Mechanical Design

SolidWorks vs Fusion 360 for Indian Product Teams: Which to Pick in 2026, explained simply.

If you're starting a new product program in India in 2026 and choosing your CAD tool, SolidWorks and Fusion 360 are the two real options. They're both capable, both widely supported, and they fit very different team shapes. Here's the practical comparison.

By Yantrix Engineering · Mechanical Design Studio2 min read
SolidWorks vs Fusion 360 comparison for Indian product teams

Core idea

What this blog covers

Picking the wrong CAD tool for your team adds friction at every step — vendors don't accept the file format, plugins don't exist, training material is sparse, hires expect the other tool. This decision compounds over years; getting it right at program start saves significant cost.

Main discussion

Manufacturing compatibility — the deciding factor for most teams

Indian manufacturing — injection molding houses, sheet metal vendors, CNC shops — overwhelmingly expects SolidWorks files. Most tool rooms have SolidWorks licenses; very few have Fusion 360 in their daily workflow. Sending Fusion files in neutral STEP format works but loses parametric features and adds back-and-forth on revisions. If your vendors are mostly Indian and expect SolidWorks, that's the most important data point.

Feature depth — SolidWorks wins on complex work

SolidWorks has deeper sheet metal tooling (K-factor automation, gauge tables, weldments), better large-assembly performance (10,000+ part assemblies stay responsive), more mature surfacing tools, and a richer plugin ecosystem (SolidWorks Routing, Simulation, PDM, MBD). Fusion 360 has caught up significantly on parametric modeling but still lags on these specialized capabilities.

Onboarding speed — Fusion 360 wins for new teams

Fusion 360 is dramatically easier to learn — cleaner UI, cloud-native (no install hassles), better integrated tutorials, free for personal / startup use.
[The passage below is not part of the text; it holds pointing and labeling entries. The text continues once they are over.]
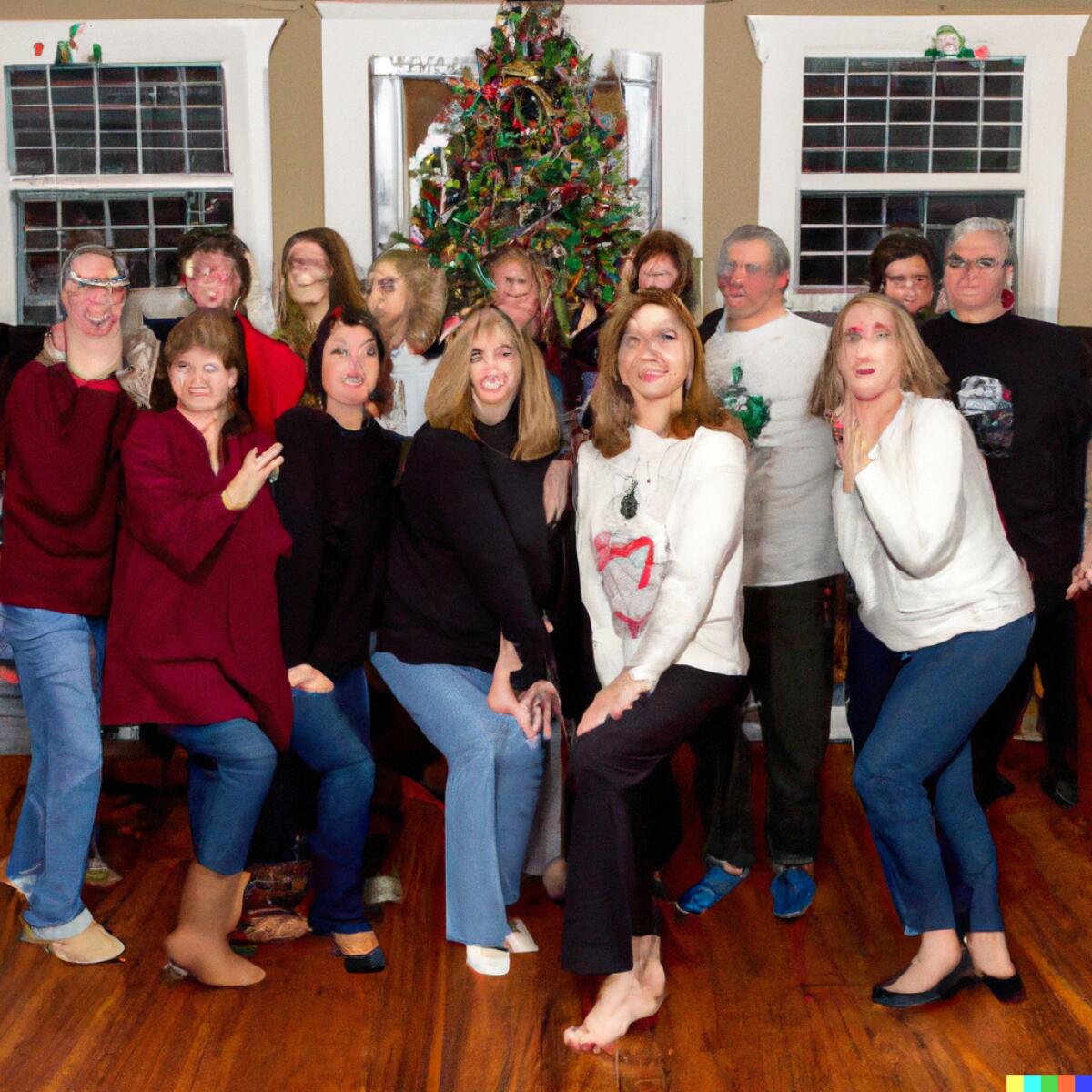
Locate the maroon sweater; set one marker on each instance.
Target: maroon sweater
(194, 634)
(61, 448)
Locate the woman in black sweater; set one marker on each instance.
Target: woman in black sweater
(470, 561)
(334, 500)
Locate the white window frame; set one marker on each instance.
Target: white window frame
(354, 31)
(1046, 42)
(241, 46)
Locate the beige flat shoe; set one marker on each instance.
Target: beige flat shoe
(96, 945)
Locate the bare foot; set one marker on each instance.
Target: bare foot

A junior engineer can be productive in Fusion 360 in 2-3 weeks; SolidWorks takes 6-10 weeks to reach the same level. For small product teams that need to ramp engineers fast, Fusion's lower learning curve matters.

Cost — Fusion 360 wins on subscription, SolidWorks wins long-term

Fusion 360: subscription model, ~₹40,000/year per seat for commercial use, with free tier for startups <₹10 lakh revenue. SolidWorks: traditional licensing, ~₹2-3 lakh perpetual + ~₹40,000/year maintenance, or subscription at ~₹1.5 lakh/year. SolidWorks is more expensive upfront but cheaper over a 5+ year program. Fusion is cheaper to start but compounds in subscription cost over years.

Cloud collaboration — both have it now, Fusion is better

Fusion 360 is cloud-native — version control, multi-user collaboration, and automatic backups are built in. SolidWorks added cloud collaboration via 3DEXPERIENCE / SolidWorks Cloud but it's been retrofitted and still feels less seamless. For distributed teams (especially Indian teams collaborating with international clients), Fusion's collaboration story is genuinely better.

Recommendation

Building a product that goes through Indian manufacturing — injection molding, sheet metal, CNC: SolidWorks. Vendors expect it, you'll save weeks of friction over the program. Building a product that's mostly 3D-printed or assembled from off-the-shelf hardware, with a small team that needs to ramp fast: Fusion 360. Working with both Indian and international vendors and need flexibility: have both on the team — most senior CAD engineers in India can switch between them.

Key takeaways

What readers should remember

  • SolidWorks: the Indian manufacturing default, deeper feature set, higher cost, steeper learning curve.
  • Fusion 360: cloud-native, faster onboarding, lower cost, weaker on complex sheet metal and large assemblies.
  • If your vendors expect SolidWorks, just use SolidWorks — translation friction isn't worth it.
  • If you're a small product team starting fresh and not married to a vendor stack, Fusion 360 lets you ship faster.